Noting the low resolution capacity of most gene regions and being aware of plastid differentiation within and between species, I would have assumed, depending on the overall mutation and fixation rate within a lineage, that each gene can only mirror aspects of the true maternal tree. Topological conflict must be expected since fast-evolving (non-)coding regions will perform better at the tips, and conservative regions better in deeper parts of the phylogeny. Plant phylogeneticists love(d) matK, for example, because it provided a good trade off. However, when you only take portions of the trnK/matK coding unit, you already may infer differing topologies for each part.
The fact that the single-gene trees fail or conflict does not necessarily means that they do not share the same evolutionary history. It could just be a consequence of molecular tree inferences not being able to elucidate the true tree because the data violates the used model (which also can explains differences between amino acid vs. nucleotide inferences), doesn't provide discriminative signal.

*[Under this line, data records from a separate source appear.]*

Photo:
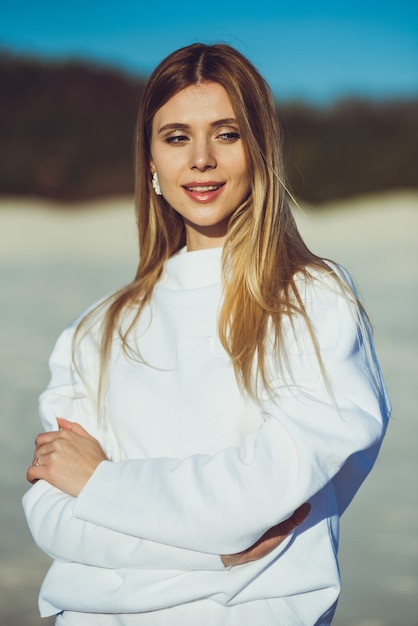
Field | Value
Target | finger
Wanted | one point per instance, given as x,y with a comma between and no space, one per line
300,515
73,427
295,520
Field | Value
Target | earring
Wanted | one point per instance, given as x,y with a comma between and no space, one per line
156,184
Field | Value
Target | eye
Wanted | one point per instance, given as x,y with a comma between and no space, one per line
176,139
229,136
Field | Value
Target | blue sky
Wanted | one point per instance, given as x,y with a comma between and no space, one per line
317,52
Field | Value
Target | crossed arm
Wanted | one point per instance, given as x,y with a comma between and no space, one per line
67,459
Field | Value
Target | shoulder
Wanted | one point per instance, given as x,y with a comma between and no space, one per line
329,307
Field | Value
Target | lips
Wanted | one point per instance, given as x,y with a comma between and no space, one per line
203,191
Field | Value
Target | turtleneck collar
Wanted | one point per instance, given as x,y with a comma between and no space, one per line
192,270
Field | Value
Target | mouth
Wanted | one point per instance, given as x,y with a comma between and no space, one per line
203,188
203,192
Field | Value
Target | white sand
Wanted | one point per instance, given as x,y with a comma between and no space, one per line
56,261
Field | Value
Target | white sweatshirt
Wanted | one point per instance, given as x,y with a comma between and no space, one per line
198,470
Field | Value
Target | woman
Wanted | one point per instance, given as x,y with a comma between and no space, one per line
227,402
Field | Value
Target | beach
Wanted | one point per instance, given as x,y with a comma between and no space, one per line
57,260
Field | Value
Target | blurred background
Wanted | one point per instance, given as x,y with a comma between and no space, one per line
345,79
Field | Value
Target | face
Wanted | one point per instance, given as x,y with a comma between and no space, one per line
198,154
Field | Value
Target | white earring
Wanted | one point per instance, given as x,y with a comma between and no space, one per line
156,184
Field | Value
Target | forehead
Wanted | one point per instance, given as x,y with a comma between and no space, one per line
201,103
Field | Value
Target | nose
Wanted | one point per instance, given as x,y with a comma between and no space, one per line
202,156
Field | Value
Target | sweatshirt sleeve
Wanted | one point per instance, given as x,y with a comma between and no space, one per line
313,426
49,512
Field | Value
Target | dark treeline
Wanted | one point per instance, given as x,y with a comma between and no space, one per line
67,133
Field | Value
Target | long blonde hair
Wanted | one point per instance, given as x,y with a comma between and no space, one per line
263,250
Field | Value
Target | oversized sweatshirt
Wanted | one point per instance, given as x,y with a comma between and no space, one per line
197,469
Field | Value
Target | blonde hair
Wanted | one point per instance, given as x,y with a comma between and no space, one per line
263,252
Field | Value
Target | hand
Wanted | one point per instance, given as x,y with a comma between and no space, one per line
66,458
270,540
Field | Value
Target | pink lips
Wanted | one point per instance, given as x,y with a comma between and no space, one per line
203,191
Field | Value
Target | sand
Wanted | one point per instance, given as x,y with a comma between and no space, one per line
55,261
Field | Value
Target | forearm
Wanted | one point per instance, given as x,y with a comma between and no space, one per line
64,537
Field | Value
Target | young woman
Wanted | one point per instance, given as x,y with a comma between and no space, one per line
207,425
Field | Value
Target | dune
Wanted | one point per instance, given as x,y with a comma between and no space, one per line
56,260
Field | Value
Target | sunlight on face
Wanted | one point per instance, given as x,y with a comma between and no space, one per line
198,154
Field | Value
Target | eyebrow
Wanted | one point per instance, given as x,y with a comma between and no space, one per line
227,121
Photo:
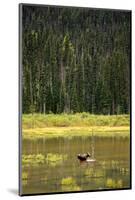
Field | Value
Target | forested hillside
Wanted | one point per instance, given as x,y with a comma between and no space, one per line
75,60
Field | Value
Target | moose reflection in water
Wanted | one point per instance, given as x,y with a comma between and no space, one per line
51,165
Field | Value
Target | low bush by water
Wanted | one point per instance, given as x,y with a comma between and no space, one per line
78,119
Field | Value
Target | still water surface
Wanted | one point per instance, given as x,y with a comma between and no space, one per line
110,171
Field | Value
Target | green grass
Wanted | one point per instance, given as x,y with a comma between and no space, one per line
78,119
69,125
38,159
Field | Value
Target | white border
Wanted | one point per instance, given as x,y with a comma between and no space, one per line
9,98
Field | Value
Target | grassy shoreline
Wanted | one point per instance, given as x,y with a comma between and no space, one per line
68,125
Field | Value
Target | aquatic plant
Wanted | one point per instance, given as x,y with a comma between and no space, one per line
33,159
78,119
54,159
69,184
68,181
110,183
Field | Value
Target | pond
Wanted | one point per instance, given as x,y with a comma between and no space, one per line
51,165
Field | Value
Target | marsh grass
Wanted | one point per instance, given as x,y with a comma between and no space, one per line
69,184
73,120
70,125
39,159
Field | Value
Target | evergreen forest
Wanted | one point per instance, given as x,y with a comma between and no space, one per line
75,60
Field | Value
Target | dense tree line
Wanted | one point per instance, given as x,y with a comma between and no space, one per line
75,60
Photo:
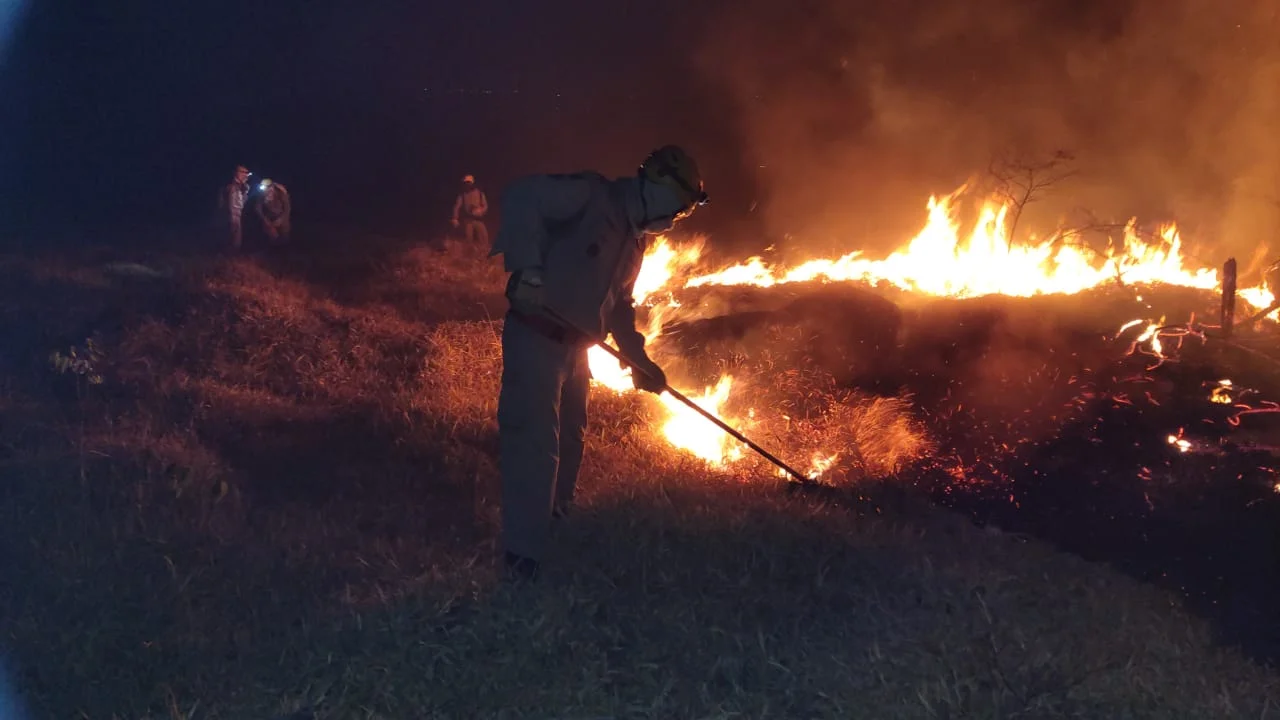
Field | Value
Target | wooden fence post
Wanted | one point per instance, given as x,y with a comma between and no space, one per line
1228,318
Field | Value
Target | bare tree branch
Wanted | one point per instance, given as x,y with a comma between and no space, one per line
1019,181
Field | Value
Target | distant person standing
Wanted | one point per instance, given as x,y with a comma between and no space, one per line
231,201
469,212
275,212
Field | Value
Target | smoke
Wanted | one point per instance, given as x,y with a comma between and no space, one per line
854,113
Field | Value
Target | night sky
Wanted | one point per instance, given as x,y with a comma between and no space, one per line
826,121
133,113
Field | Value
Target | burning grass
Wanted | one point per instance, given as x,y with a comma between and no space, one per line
288,504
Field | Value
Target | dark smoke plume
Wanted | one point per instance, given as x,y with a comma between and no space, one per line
855,112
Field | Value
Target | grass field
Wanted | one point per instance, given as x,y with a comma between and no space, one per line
273,493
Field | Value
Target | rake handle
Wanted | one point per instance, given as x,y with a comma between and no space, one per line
680,396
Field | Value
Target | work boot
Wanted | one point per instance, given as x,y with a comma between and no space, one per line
520,568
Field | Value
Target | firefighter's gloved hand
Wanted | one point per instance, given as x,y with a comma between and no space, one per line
526,292
648,376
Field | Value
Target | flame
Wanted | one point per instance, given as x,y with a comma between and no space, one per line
1182,445
940,260
1221,393
689,431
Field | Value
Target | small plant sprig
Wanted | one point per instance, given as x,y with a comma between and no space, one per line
82,363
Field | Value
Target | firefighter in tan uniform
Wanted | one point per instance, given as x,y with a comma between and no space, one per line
231,201
275,212
469,212
572,245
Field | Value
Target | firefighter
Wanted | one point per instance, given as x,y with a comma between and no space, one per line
231,201
572,245
469,212
274,210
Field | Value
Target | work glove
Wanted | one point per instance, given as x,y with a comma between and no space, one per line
525,292
648,376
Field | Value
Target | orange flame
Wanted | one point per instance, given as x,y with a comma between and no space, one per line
940,260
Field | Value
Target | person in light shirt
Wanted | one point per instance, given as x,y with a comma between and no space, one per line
574,245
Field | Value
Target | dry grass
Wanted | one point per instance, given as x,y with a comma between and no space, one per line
289,505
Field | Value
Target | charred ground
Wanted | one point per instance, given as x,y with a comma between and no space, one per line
1048,424
280,496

Just make a simple experiment: use one tree with e.g. 10 tips and simulate along this true tree bits of 1000 nucleotides using strongly different mutation rates, e.g. for 100 simulated 1000-nt long genes (same model, like HKY). Then infer the single-gene trees, and you will get a certain number of false positives (if I remember correctly increasing towards very low and very high mutation rates), some with astonishingly high support.

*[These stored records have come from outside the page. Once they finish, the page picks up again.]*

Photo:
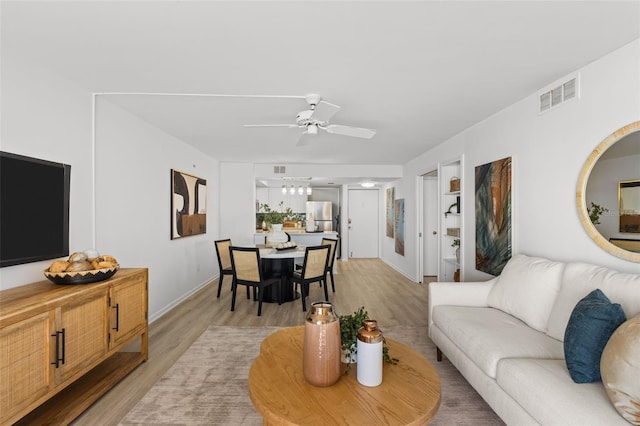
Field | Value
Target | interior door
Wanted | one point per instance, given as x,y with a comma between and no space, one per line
430,227
363,223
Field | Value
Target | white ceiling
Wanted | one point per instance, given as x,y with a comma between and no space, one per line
418,72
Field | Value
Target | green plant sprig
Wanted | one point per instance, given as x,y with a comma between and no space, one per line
349,326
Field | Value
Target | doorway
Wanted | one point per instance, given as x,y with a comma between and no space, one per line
363,223
428,225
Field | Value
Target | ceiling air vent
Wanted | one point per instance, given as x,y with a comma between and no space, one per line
558,94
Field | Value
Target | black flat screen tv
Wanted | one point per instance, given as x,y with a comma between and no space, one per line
34,209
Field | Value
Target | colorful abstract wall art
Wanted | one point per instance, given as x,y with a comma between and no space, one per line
188,205
390,197
493,216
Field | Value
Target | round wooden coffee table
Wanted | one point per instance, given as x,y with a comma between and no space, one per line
409,393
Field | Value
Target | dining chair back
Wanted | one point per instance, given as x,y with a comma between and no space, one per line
224,260
247,271
314,269
332,257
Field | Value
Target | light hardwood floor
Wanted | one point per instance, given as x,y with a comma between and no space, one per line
388,296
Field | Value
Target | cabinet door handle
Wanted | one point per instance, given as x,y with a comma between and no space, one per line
60,348
117,308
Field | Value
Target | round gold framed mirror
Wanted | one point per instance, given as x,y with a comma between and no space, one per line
617,153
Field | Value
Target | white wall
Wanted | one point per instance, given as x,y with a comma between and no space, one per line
133,205
48,117
548,153
237,202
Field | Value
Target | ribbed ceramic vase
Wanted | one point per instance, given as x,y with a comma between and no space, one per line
369,370
276,235
321,346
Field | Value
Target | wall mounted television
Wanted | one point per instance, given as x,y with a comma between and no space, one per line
34,209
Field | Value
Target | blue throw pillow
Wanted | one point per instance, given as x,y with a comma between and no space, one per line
592,322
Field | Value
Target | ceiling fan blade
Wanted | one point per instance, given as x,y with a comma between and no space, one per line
291,126
324,111
357,132
305,139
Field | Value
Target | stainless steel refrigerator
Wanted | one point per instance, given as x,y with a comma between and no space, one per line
322,214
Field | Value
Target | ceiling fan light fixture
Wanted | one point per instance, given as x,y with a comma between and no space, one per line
312,129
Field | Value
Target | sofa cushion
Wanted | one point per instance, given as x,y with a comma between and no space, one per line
487,335
620,368
545,390
581,278
591,324
527,288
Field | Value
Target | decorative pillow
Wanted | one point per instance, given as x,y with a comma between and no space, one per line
592,322
527,288
620,368
579,279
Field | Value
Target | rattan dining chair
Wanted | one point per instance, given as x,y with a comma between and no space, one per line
247,271
332,257
224,261
313,270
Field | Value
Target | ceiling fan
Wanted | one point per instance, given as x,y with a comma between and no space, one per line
317,117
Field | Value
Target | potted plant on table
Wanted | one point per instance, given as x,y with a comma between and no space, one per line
349,326
595,211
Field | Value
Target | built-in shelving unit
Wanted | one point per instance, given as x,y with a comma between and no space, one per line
450,222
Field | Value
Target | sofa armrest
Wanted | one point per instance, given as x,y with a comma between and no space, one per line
458,294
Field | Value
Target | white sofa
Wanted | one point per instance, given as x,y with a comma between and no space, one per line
514,356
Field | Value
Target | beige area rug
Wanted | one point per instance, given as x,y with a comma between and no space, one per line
208,383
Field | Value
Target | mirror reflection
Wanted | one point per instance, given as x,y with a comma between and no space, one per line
629,205
609,193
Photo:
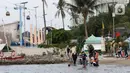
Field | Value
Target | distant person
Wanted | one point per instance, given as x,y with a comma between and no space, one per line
126,51
70,58
74,56
84,59
95,61
68,51
119,51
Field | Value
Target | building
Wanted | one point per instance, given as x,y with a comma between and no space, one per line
104,8
11,31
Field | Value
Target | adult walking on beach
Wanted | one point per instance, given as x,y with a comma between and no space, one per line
70,58
74,56
84,59
91,53
125,47
68,51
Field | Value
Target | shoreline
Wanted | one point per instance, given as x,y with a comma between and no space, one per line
32,61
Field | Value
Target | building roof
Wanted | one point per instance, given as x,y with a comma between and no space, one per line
16,22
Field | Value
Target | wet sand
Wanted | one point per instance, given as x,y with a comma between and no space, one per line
115,61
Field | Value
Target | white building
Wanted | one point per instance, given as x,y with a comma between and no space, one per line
11,31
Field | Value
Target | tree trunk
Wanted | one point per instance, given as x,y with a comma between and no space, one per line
85,18
44,18
63,23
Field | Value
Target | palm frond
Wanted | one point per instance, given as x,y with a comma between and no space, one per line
72,7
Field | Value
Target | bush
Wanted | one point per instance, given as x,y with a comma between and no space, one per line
61,55
62,45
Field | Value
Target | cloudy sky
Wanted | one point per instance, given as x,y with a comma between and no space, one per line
50,11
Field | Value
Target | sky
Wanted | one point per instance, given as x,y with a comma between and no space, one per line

Another complication is, that in the case of coding genes, mutations potentially don't get fixed but are repaired to maintain the functionality of the genes. Related to this, mutations are apparently much more probable in certain regions than in others (easy to observe in large, well-sampled genes like the matK and commonly used intergenic spacers). Noting the often homoplastic indel patterns within and between well-established evolutionary lineages, one should not exclude the possibility that, incidentally, convergent mutations outnumber phylogenetically sorted mutations. When combining genes, one quickly eliminates such phylogenetic noise, but when using a single gene you may infer wrong bipartitions (clades in the rooted tree) with varying support. Note that the BS-preferred split is not necessarily the one in the inferred tree. In this context, it would be interesting to see x-y-plots of the BS values for comparing two data sets (e.g. single-gene vs. complete plastome). Such a plotting option is implemented, e.g., in RAxML. Also, it would be nice to have some BS consensus networks, are they star-like, or are their consistently competing alternatives of equal, low, < 70 BS support)?
All-in-all, one would not expect that each plastid gene would give the same tree, even if they share the same evolutionary history. Quite the contrary. Many phylogeneticists only like (have) to pretend there is no issue with internal conflict and topogical instability when using plastid data to ease the review process. This makes this paper extremely valuable because it opens a long-kept blind eye.
On the other hand, if they would be the product of different evolutionary histories, I would expect more evidence for heteroplasmy, recombinant sequences (we have that e.g. in the case of the nuclear-encoded rRNA cistron), and consistent topological paralogy (multi-labelled trees). Even in oaks, where we have a lot of hybridisation/introgression, resolution issues and where the plastomes largely ignore species, we haven't found anything like that (yet).
Recombinant plastomes could proof a point here: since the plastid ring is passed on as a single or two copies via the chloroplasts carried by the oocyte and then duplicated as a whole during cytogenesis, different gene histories could only be embedded in a plastome via intra-cellular recombination.